Кукушкины слезы | страница 6
Да, да, да, никому Костя Милюкин не нужен со своей красотой и золотыми кудеречками, им подавай летчиков...
Бухнул, не раздеваясь, ка кровать. Закрыл глаза. И поплыла, поплыла перед закрытыми глазами вся его жизнь, короткая и нескладная. И как это бывало всегда, когда он мысленно возвращался к своему прошлому, он слышал виновато-злой, пропитанный фальшивыми нотками голос отца:
— Слышь, Костя, не забудь этот денечек, помни его, крепко помни, — хмуро говорил Косте отец на последнем коротком свидании с сыном, — завещать, сам видишь, нечего тебе, вот и завещаю: помни все и при случае... сам понимаешь, ты уже не маленький, а случай будет, удобный будет случай...
Стоявший в простенке милиционер кашлянул, отец вздрогнул, ниже опустил голову, сунул два пальца за воротник засаленной рубахи, поводил ими по шее, словно его душило, заговорил заржавленным скрипящим голосом:
— Говорю, хотел я, сынок, чтобы и ты, и мать твоя сытно ели и сладко пили, да, выходит, нельзя нам было этого дозволить, вот и прощаюсь я с волюшкой и с тобой, малолетним...
— Вернешься еще, — несмело перебил Костя, — отсидишь и вернешься.
— Что ты, десять-то зим разве осилю? Сам прикинь, куда мне десять-то зим. Вот и выходит, что спета песня моя.
Осунувшийся, постаревший, совсем незнакомый, отец сидел на широкой отполированной арестантскими штанами скамье в прокуренной полутемной конурке для подсудимых, косился осторожно на милиционера, слова ронял тяжелые, вязкие. Бледные, чуть подрагивающие руки лежали на острых коленях, весь он подался туловищем вперед, словно хотел упасть со скамьи, и ни разу не поднял головы, не посмотрел сыну в глаза. А когда милиционер опять кашлянул и строго сказал, что свиданье окончено, отец нагнулся еще ниже, дотронулся дрожащими пальцами до шнурков на ботинке, подергал их, поскреб, выпрямился, отделился от скамьи и ушел, не поднимая головы.
Косте Милюкину шел четырнадцатый год, когда отца осудили за крупную растрату.

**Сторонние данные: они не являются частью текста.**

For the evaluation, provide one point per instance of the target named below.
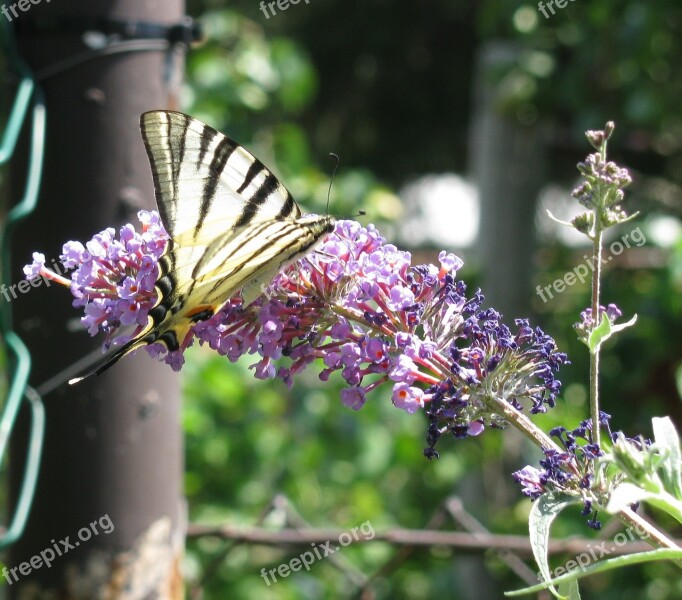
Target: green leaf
(599, 334)
(543, 513)
(670, 470)
(626, 494)
(570, 588)
(605, 565)
(604, 331)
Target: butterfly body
(232, 225)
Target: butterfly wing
(231, 222)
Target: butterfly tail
(110, 360)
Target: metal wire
(28, 103)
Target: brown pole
(109, 503)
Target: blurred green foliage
(387, 85)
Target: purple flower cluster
(360, 307)
(113, 278)
(571, 470)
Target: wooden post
(108, 511)
(509, 166)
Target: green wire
(27, 93)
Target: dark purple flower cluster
(571, 470)
(359, 306)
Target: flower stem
(522, 423)
(594, 356)
(649, 532)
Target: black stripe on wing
(259, 198)
(222, 153)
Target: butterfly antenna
(331, 181)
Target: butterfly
(232, 226)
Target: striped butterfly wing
(232, 226)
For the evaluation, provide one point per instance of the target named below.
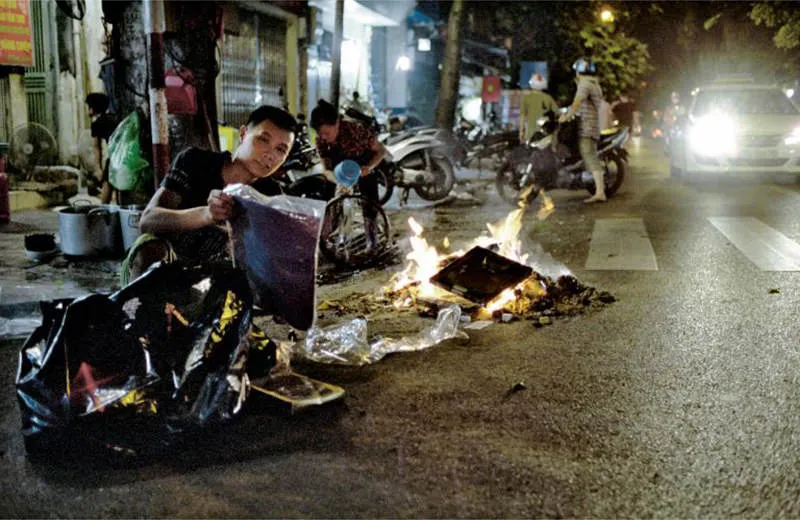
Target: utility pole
(154, 28)
(448, 92)
(336, 55)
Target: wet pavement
(678, 400)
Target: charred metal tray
(480, 275)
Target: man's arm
(580, 95)
(161, 214)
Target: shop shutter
(5, 109)
(38, 79)
(253, 66)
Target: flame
(548, 207)
(502, 299)
(424, 261)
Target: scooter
(550, 160)
(416, 160)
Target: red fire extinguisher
(5, 209)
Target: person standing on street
(588, 104)
(535, 105)
(339, 139)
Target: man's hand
(220, 206)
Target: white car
(737, 128)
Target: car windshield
(764, 101)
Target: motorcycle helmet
(537, 82)
(584, 66)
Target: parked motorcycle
(551, 161)
(472, 142)
(417, 161)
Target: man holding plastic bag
(182, 220)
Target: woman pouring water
(339, 140)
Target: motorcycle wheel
(614, 175)
(508, 182)
(442, 172)
(344, 241)
(385, 173)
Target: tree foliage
(622, 59)
(783, 15)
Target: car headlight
(713, 135)
(793, 138)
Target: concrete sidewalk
(24, 282)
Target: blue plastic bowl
(347, 173)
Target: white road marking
(768, 248)
(620, 244)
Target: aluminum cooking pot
(89, 230)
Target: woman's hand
(220, 206)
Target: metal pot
(88, 230)
(129, 217)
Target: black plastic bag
(133, 370)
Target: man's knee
(146, 255)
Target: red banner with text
(15, 33)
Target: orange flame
(424, 261)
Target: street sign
(15, 33)
(529, 68)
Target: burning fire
(424, 260)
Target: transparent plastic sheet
(276, 241)
(134, 370)
(18, 327)
(346, 344)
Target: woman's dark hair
(98, 102)
(323, 114)
(278, 116)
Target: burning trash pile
(490, 281)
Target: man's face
(328, 133)
(264, 148)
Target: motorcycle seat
(609, 134)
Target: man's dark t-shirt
(193, 174)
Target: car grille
(762, 162)
(760, 141)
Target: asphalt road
(679, 400)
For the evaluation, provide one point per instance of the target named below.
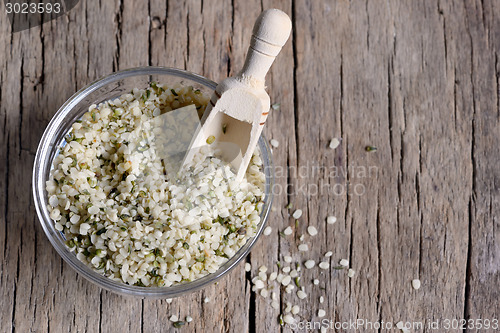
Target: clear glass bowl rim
(43, 161)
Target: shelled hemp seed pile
(120, 213)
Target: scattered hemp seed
(297, 214)
(324, 265)
(344, 262)
(334, 143)
(309, 264)
(312, 230)
(331, 219)
(289, 319)
(211, 139)
(286, 280)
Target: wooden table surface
(419, 80)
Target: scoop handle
(270, 33)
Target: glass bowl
(101, 90)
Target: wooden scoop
(239, 106)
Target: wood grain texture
(419, 80)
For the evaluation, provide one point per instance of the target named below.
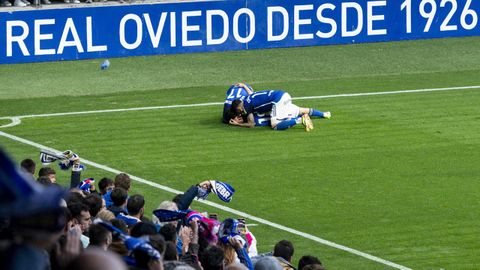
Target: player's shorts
(284, 109)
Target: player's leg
(315, 113)
(284, 114)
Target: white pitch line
(220, 103)
(222, 207)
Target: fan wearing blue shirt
(284, 114)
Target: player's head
(236, 109)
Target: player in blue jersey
(236, 91)
(284, 114)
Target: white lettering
(223, 38)
(345, 26)
(138, 40)
(173, 31)
(38, 37)
(251, 18)
(283, 11)
(69, 28)
(90, 46)
(297, 22)
(190, 28)
(155, 36)
(371, 18)
(330, 21)
(18, 39)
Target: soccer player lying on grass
(241, 91)
(236, 91)
(284, 114)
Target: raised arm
(244, 86)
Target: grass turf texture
(394, 176)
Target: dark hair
(119, 196)
(123, 180)
(306, 260)
(177, 199)
(157, 242)
(169, 232)
(28, 165)
(103, 184)
(77, 208)
(212, 258)
(44, 180)
(143, 228)
(135, 204)
(74, 197)
(94, 202)
(120, 224)
(45, 171)
(98, 235)
(284, 249)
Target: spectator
(99, 236)
(117, 244)
(283, 251)
(119, 201)
(307, 260)
(135, 208)
(44, 180)
(95, 204)
(267, 263)
(122, 180)
(167, 205)
(82, 215)
(313, 267)
(143, 228)
(27, 164)
(97, 259)
(35, 218)
(212, 258)
(47, 171)
(105, 185)
(236, 266)
(169, 232)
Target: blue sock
(286, 124)
(317, 113)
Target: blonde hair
(167, 205)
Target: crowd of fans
(44, 226)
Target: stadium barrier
(206, 26)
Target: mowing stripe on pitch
(17, 119)
(222, 207)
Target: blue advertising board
(205, 26)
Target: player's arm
(249, 124)
(244, 86)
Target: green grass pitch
(395, 176)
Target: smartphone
(242, 227)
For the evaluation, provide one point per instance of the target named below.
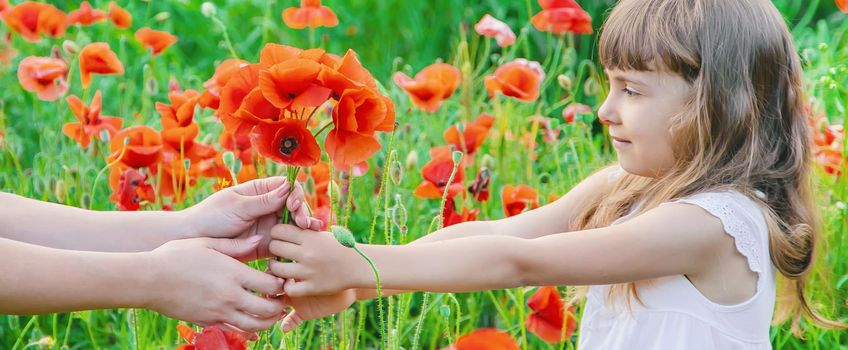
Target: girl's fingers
(285, 270)
(261, 307)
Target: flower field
(398, 117)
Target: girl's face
(638, 111)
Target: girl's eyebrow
(624, 77)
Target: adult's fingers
(285, 249)
(261, 307)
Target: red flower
(119, 16)
(143, 147)
(436, 174)
(288, 142)
(473, 134)
(548, 320)
(85, 15)
(223, 73)
(517, 198)
(44, 76)
(485, 339)
(90, 123)
(133, 191)
(431, 85)
(451, 217)
(155, 40)
(33, 19)
(520, 79)
(571, 111)
(562, 16)
(211, 338)
(293, 83)
(98, 58)
(358, 115)
(492, 28)
(310, 14)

С червоточинкой в сердце вернулся Костя с того последнего свидания. Залез на крышу сарайчика, вытянулся на прогретой соломе, взял былиночку в зубы и лежал так, былиночку покусывая, до тех пор, пока звезды ленивыми караванами в осевшем небе поплыли. Все передумал. Отца Костя любил нежной, трогательной любовью. Любил его действенную, шумную натуру, его добрый веселый нрав, его кипучую энергию, его простоту, естественность и искренность, — так всегда казалось Косте, — в обращении с людьми, его внимание к нему. Сегодня Костя увидел совсем другого отца, незнакомого, непонятного, чужого. Все стронулось в Косте, все перевернулось вверх дном. Так лежал он со стесненным сердцем и думал, думал. Тогда же, на крыше сарайчика, Костя сделал для себя важное открытие: отношения между людьми построены довольно странно. Рушилось то, что казалось все эти годы обычным, устоявшимся, понятным и простым. Зародившаяся и как-то сама по себе прочно утвердившаяся в Косте мысль, что в человеческой жизни все легко и просто, люди добры и искренни друг к другу, что всеми их поступками правит взаимная любовь и уважение, в тот день на крыше сарайчика умерла: он понял, что окружающие его люди не только не искренни и не добры, а подлы и омерзительны.